Noël regardait la comtesse en souriant.

Le comte n’eut pas l’air de remarquer ce sourire, et il ajouta :

— Ici pas de façon, pas d’étiquette.

— Je me conformerai à vos instructions.

— Mais, mon ami, interrompit la belle Hermosa, vous ne songez pas qu’au lieu de retenir ici M. le capitaine Noël, vous…

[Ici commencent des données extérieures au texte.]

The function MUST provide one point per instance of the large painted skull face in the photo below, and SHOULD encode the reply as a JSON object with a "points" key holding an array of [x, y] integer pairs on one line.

Le comte ne la laissa pas achever.

— J’oubliais en effet la fatigue du chemin, mais la joie que j’éprouve en voyant le capitaine sous mon toit est mon excuse.

— La fatigue et moi nous sommes de vieilles connaissances, monsieur le comte.

— Marcos Praya ! appela ce dernier.

— Seigneurie ? fit le métis, avançant à l’appel de son maître.

— Conduisez ce caballero à son appartement.

— Mais…

— Oh ! pas de cérémonie… N’allez pas vous croire obligé de demeurer plus longtemps près de moi… Vous avez besoin de repos… Suivez Marcos Praya, je vous prie.

Ne croyant pas devoir insister plus longuement, le capitaine suivit le majordome.

Après avoir traversé de nombreux et vastes corridors, ils arrivèrent à un élégant appartement.

Le capitaine se souvint de l’avoir habité déjà à une époque antérieure.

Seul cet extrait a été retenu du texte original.